Enquanto isso, o governo Dilma
já começa cercado de pressões pela não abertura dos arquivos da
ditadura. A mídia gorda, que apoiou e até financiou o regime
autoritário e terrorista, segue trabalhando ardorosamente pela não
elucidação dos fatos, com editoriais e matérias cada vez mais
freqüentes que apresentam tal caminho como um "erro", "um perigo",
"que criaria muitas tensões", como cansaram de concordar com Jobim a
Folha de S. Paulo, o Globo, a Veja e seus espelhos regionais...
Para não alongar mais ainda,
enquanto não se encarar essa dolorosa, mas indispensável, transição à
democracia, punindo os algozes ao invés de lhes fazer concessões
vergonhosas e covardes, seguiremos sendo o país cuja polícia mais mata
no mundo, o da eterna democracia de mentira.
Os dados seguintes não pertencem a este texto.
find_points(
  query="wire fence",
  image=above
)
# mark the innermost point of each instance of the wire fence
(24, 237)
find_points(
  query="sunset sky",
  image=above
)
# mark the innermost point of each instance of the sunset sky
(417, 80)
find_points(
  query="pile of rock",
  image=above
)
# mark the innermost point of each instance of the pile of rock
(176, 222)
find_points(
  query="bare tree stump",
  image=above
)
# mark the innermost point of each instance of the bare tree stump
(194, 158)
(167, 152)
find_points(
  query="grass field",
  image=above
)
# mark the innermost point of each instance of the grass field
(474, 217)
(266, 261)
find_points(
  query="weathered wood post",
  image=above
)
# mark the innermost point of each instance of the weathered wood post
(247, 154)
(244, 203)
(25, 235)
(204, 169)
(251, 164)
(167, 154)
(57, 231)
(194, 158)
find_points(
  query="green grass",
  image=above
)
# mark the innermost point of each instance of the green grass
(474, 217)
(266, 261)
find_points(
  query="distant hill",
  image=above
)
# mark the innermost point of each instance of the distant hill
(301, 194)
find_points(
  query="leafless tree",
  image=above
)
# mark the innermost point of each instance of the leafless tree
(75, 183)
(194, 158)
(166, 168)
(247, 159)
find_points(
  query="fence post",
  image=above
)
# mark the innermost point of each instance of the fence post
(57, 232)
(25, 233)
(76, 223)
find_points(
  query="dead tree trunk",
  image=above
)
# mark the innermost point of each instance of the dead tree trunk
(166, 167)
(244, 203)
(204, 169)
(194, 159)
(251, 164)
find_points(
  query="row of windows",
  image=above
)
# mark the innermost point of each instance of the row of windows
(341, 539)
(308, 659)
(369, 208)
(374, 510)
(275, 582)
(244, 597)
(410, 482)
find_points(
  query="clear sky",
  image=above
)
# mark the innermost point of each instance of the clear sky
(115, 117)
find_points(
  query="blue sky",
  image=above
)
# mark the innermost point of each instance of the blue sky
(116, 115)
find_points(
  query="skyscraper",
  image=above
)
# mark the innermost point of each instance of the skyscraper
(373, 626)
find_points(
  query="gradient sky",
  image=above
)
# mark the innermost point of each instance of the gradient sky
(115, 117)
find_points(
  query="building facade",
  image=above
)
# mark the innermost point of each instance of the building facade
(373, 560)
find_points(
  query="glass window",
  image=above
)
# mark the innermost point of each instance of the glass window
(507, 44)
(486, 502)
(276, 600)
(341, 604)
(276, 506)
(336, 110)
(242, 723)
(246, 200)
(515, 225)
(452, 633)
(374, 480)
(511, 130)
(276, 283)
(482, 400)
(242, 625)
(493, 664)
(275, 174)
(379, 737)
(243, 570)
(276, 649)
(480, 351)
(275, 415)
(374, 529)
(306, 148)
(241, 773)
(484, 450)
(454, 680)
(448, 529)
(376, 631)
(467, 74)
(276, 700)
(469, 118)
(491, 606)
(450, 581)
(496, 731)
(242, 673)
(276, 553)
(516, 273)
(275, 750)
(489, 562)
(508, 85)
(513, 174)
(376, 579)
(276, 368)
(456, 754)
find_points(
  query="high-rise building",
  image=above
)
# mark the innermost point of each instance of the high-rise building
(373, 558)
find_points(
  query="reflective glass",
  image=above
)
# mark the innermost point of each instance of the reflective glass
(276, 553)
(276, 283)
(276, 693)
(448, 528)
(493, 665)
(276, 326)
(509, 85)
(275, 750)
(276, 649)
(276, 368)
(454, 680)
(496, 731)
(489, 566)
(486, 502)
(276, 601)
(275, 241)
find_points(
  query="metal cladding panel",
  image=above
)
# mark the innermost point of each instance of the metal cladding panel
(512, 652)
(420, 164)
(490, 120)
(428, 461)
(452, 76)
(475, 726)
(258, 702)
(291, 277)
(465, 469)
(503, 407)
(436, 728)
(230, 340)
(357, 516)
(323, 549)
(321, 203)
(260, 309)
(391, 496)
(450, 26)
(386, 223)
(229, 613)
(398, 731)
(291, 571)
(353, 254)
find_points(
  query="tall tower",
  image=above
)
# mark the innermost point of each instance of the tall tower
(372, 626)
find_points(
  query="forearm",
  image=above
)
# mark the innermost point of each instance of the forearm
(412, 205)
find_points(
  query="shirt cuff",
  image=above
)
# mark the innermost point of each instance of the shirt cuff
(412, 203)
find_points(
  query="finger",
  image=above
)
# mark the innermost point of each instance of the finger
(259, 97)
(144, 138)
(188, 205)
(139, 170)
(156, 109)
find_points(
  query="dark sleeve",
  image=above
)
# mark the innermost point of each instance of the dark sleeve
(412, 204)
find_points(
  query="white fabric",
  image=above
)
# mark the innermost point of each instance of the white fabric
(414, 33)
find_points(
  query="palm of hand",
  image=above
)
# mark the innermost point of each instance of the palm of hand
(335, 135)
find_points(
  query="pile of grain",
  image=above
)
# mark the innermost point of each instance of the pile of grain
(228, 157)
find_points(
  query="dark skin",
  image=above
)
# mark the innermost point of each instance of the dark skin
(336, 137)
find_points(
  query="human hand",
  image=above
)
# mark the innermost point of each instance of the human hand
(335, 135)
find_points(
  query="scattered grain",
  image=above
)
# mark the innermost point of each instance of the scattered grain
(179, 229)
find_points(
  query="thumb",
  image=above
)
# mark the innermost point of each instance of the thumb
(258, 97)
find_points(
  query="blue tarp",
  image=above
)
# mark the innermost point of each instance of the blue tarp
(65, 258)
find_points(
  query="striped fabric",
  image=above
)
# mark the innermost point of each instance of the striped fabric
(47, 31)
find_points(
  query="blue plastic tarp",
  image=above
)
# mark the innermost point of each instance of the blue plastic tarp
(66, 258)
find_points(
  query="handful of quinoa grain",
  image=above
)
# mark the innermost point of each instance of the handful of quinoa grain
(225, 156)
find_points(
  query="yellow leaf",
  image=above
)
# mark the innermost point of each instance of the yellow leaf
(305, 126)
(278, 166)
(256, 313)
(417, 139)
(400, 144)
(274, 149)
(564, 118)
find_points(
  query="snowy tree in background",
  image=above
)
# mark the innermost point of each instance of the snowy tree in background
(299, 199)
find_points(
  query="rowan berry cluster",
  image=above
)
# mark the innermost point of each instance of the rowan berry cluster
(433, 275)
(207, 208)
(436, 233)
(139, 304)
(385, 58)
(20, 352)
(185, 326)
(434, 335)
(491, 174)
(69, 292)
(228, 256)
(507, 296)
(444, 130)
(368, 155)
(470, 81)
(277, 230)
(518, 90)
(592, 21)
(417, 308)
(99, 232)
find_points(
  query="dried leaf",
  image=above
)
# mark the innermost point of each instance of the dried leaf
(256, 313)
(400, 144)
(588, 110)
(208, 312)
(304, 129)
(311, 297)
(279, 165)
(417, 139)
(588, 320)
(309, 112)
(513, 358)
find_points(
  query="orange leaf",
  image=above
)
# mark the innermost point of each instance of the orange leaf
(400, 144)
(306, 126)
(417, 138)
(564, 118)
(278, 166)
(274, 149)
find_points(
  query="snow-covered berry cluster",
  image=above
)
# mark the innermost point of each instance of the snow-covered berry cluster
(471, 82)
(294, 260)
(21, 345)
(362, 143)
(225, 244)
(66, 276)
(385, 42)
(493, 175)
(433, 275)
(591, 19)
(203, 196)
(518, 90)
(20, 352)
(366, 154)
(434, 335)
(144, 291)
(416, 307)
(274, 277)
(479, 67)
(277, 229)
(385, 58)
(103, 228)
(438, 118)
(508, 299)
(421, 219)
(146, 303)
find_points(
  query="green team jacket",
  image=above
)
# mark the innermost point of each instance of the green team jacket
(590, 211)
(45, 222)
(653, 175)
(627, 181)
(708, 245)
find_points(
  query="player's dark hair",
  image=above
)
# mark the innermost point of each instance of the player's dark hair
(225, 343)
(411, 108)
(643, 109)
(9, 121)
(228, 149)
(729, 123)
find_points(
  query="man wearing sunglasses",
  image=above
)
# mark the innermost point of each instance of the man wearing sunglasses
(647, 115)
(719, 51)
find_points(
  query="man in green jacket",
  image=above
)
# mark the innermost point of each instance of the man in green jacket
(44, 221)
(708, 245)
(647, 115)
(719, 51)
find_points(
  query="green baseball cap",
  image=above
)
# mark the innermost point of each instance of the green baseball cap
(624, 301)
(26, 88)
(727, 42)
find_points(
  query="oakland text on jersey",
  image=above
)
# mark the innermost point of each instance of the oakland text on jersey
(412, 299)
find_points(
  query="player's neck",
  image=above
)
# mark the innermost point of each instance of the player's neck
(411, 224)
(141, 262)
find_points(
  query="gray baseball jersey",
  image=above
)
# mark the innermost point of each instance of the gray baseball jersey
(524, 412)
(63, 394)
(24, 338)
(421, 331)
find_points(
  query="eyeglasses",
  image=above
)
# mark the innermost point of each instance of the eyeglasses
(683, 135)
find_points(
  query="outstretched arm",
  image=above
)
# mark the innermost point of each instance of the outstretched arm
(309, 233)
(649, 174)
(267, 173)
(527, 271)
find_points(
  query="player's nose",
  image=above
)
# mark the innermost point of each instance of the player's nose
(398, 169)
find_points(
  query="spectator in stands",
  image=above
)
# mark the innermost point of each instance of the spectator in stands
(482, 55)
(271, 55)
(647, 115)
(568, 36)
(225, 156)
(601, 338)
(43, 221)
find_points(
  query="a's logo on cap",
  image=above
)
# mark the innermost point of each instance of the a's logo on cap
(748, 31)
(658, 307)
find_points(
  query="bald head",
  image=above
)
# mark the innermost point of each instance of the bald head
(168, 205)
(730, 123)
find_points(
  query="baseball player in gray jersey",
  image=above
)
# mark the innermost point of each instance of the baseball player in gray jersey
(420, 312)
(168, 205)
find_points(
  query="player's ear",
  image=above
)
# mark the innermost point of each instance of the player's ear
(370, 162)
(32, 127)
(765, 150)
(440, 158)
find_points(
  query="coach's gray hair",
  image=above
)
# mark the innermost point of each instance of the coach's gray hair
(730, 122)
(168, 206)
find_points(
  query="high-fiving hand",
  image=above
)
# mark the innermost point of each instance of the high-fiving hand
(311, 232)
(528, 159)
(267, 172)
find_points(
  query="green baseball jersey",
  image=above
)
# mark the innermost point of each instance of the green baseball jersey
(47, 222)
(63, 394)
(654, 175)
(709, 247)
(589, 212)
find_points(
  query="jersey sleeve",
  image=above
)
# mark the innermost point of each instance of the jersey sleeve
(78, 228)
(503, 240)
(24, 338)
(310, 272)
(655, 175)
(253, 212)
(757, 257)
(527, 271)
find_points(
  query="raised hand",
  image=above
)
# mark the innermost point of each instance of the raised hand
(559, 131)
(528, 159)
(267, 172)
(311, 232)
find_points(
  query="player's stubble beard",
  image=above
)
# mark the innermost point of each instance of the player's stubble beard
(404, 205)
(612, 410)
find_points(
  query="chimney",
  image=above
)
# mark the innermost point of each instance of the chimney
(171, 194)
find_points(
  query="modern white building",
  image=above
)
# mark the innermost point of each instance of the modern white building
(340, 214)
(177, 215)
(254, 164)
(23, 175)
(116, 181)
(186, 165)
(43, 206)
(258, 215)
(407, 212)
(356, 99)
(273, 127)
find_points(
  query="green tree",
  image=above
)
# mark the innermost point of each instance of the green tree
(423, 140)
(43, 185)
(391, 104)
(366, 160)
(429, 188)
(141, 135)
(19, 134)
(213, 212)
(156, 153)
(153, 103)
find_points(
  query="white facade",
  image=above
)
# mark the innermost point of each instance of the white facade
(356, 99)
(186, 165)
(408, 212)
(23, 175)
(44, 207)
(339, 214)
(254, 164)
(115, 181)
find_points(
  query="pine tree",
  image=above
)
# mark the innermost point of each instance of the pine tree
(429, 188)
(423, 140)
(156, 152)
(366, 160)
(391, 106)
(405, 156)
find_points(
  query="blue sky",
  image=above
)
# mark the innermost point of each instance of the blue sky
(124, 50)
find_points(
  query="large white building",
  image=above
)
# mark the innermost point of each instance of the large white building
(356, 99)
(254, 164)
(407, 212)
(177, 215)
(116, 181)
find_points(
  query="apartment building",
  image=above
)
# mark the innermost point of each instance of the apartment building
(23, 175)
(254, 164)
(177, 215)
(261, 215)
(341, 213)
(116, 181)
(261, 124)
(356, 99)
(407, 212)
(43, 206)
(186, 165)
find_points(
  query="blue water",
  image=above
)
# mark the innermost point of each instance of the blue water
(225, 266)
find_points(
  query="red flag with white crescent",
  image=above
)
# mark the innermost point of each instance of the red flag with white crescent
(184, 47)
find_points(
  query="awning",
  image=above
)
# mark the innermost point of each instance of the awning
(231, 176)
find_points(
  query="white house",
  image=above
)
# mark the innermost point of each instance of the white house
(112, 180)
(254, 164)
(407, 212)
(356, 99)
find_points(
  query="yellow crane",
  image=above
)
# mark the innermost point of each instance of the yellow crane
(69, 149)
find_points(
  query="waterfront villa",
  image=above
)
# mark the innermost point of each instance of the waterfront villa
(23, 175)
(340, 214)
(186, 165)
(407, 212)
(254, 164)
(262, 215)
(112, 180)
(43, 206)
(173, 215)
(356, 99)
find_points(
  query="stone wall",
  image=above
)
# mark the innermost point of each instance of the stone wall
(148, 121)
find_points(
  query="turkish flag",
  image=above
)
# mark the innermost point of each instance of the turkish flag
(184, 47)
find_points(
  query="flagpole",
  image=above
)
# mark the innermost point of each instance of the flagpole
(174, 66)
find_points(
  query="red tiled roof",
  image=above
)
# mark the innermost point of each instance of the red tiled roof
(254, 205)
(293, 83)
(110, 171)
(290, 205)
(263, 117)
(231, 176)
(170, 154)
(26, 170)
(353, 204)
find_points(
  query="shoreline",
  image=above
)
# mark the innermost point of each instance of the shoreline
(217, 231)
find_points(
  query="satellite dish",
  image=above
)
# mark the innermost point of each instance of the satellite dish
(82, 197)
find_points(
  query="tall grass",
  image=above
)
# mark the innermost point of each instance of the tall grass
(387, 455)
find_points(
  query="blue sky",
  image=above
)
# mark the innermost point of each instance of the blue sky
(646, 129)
E lembremos que a Verdade
não é o bastante, pois todos os entendimentos jurídicos consagrados
mundialmente nos dão direito também à Memória, Justiça e Reparação,
outro ‘detalhe’ dissimulado pelos criminosos civis-militares de ontem
e hoje...
PS: Diante do exposto,
fiquemos atentos à possibilidade de o exército começar a ser usado com
finalidades de ‘contenção’ aos pobres e às lutas sociais, em outras
palavras, se irá aderir abertamente à criminalização da pobreza e dos
movimentos sociais.
*
Gabriel Brito é jornalista.
FONTE: Correio da
Cidadania. Edição n. 28, especial de 30 anos da Lei de Anistia.